Karakoç, şiirle ilgili görüşlerini yazmaya başladığı dönemlerden itibaren şiir anlayışını da yazmıştır. Bu konudaki düşüncelerini “Edebiyat Yazıları” adını verdiği üç kitapta toplayan Karakoç'un şiirimizde son derece özgün bir yeri vardır. Onun şiiri, metafizik bir şiirdir. Karakoç geleneksel şiire de yaklaşır, ancak dili farklıdır. Modern şiirin diliyle şiirlerini yazmıştır. Modern sanattaki soyutlamanın İslam anlayışına uygun olduğu düşüncesindedir ve şiirlerini bu yönde geliştirmiştir.

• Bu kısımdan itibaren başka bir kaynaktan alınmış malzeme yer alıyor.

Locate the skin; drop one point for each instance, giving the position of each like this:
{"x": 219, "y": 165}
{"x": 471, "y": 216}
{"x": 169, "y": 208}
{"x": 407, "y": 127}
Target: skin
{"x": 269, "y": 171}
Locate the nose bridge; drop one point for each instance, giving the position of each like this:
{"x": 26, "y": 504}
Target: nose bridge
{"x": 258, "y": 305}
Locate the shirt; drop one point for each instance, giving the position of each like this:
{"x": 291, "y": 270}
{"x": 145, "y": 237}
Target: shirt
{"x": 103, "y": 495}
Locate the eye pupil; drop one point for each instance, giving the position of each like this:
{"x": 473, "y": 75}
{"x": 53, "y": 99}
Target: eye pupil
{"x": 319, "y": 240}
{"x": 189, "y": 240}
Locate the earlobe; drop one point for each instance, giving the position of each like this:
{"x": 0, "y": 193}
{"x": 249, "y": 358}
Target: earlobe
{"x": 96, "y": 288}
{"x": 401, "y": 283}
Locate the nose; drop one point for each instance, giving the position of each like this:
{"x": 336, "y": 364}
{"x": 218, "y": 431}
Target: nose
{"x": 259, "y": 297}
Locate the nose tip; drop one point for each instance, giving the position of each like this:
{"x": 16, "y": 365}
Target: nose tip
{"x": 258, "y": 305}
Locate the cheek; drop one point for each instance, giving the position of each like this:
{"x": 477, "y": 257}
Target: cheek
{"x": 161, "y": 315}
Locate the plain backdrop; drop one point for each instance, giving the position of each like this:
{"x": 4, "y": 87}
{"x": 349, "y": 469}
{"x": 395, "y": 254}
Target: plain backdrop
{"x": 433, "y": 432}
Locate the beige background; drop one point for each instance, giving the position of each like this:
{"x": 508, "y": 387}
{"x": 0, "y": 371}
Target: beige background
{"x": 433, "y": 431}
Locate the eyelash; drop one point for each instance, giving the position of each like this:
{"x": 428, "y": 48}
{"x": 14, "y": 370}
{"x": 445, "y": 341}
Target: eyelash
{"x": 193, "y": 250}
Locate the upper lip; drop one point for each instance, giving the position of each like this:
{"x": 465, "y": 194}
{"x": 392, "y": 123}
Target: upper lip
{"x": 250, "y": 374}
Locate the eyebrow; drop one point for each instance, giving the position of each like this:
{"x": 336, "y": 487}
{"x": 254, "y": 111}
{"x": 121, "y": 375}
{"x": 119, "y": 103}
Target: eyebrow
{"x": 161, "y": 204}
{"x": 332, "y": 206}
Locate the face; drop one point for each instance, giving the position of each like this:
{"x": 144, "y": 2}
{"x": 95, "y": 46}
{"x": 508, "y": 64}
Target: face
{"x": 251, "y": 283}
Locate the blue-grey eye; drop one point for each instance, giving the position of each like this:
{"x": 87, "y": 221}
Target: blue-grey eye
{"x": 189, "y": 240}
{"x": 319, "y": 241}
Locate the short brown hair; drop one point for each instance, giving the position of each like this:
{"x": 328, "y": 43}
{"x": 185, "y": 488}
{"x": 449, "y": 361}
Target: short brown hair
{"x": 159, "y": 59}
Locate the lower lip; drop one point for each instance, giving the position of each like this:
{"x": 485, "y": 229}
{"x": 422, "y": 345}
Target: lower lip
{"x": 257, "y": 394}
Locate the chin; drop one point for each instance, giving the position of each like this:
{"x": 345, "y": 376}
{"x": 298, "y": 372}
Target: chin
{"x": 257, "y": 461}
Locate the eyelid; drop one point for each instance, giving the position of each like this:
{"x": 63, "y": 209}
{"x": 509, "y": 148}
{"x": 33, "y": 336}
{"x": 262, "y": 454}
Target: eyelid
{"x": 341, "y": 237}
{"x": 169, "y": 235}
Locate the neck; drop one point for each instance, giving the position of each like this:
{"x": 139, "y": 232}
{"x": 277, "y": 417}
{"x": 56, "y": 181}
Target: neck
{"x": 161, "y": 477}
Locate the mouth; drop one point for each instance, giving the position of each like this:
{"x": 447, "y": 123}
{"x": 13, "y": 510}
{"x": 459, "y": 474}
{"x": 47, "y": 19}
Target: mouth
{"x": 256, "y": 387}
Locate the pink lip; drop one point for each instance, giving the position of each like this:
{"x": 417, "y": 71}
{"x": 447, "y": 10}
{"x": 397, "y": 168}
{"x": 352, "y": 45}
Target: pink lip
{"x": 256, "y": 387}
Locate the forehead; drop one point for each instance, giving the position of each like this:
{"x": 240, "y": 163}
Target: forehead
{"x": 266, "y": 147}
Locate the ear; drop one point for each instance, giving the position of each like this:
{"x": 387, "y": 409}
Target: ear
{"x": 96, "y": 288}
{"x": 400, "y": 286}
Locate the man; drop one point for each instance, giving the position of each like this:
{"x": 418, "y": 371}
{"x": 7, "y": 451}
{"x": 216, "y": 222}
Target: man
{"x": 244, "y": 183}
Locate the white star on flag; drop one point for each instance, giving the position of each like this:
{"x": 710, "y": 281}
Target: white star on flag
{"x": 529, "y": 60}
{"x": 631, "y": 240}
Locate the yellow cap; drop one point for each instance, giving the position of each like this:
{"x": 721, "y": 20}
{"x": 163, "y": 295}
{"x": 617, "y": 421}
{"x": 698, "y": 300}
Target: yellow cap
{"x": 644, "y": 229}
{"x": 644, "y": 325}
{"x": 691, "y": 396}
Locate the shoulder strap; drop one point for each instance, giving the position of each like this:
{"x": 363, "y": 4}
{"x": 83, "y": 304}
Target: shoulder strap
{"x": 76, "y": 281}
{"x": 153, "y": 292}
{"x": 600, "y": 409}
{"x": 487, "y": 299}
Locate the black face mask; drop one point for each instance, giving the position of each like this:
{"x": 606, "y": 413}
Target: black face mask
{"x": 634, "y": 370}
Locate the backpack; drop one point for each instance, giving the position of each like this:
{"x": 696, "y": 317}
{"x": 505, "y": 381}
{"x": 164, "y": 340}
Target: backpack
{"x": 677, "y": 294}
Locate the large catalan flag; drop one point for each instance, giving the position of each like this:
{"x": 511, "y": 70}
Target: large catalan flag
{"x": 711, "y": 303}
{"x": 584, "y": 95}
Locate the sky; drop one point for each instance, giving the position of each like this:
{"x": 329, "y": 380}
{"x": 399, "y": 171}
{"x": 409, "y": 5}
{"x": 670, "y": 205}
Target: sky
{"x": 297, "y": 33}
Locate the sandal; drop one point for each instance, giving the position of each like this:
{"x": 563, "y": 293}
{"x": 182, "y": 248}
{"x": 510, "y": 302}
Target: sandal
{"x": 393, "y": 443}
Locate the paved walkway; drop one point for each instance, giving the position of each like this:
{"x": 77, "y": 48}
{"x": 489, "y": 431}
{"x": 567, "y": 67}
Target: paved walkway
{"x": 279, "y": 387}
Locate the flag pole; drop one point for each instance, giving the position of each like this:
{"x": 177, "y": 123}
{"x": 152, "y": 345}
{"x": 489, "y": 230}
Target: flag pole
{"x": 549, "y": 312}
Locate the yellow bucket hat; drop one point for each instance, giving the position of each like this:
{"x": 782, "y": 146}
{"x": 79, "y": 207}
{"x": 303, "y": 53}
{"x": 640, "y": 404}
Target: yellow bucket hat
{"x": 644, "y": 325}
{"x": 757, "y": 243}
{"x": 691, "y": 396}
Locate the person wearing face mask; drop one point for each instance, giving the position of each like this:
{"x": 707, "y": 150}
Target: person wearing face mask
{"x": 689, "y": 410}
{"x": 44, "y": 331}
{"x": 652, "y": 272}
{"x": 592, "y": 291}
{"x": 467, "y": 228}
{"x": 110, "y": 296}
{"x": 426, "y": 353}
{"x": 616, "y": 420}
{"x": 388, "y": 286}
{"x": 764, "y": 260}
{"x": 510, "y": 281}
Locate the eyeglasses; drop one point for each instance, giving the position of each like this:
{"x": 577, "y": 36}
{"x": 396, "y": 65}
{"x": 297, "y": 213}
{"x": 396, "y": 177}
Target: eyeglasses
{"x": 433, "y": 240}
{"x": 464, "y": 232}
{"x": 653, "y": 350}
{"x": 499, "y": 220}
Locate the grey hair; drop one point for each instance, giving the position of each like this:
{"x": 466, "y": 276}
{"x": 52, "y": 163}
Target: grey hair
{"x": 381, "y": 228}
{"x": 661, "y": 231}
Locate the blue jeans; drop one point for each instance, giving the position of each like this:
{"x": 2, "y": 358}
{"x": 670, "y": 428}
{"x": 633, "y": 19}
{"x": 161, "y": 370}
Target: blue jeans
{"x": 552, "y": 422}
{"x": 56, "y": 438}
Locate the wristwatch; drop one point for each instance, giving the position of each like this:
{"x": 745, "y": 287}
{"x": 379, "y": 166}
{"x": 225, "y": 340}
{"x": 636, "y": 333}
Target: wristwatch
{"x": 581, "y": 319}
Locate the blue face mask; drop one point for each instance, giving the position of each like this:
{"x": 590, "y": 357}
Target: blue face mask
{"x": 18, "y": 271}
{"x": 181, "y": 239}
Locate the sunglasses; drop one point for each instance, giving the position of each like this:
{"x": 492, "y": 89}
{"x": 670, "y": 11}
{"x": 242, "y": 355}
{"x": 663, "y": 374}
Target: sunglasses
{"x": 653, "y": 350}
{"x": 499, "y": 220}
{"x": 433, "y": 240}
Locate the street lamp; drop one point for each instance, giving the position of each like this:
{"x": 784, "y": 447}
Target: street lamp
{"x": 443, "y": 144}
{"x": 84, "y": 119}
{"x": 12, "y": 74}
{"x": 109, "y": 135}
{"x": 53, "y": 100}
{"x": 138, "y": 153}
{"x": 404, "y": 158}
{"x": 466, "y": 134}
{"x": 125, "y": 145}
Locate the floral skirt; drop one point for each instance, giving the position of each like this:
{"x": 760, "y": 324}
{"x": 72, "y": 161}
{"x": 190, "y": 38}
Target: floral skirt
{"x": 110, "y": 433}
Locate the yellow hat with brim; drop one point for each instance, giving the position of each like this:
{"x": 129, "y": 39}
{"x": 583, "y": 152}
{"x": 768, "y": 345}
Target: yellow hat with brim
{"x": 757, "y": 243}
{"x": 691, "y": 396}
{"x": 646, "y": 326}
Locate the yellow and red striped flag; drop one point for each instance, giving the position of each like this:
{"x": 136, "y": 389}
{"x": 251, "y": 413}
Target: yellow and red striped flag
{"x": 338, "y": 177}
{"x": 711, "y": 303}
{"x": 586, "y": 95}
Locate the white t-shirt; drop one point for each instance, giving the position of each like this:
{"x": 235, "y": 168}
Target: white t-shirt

“Sevgili En sevgili Ey sevgili Uzatma dünya sürgünümü benim” diyen Sezai Karakoç’a dünya hayatı bir sürgündür. Bu nedenle şiirinde Allah’a sevgili diye seslenir ve dünya hayatının bir sürgünde bir azap olduğunu dile getirir ve ona kavuşmak için Allah’a niyazda bulunur. Ne var ki 16 Kasım akşamı bu duasına kavuşur ve rahmet-i Rahman’a kavuşur.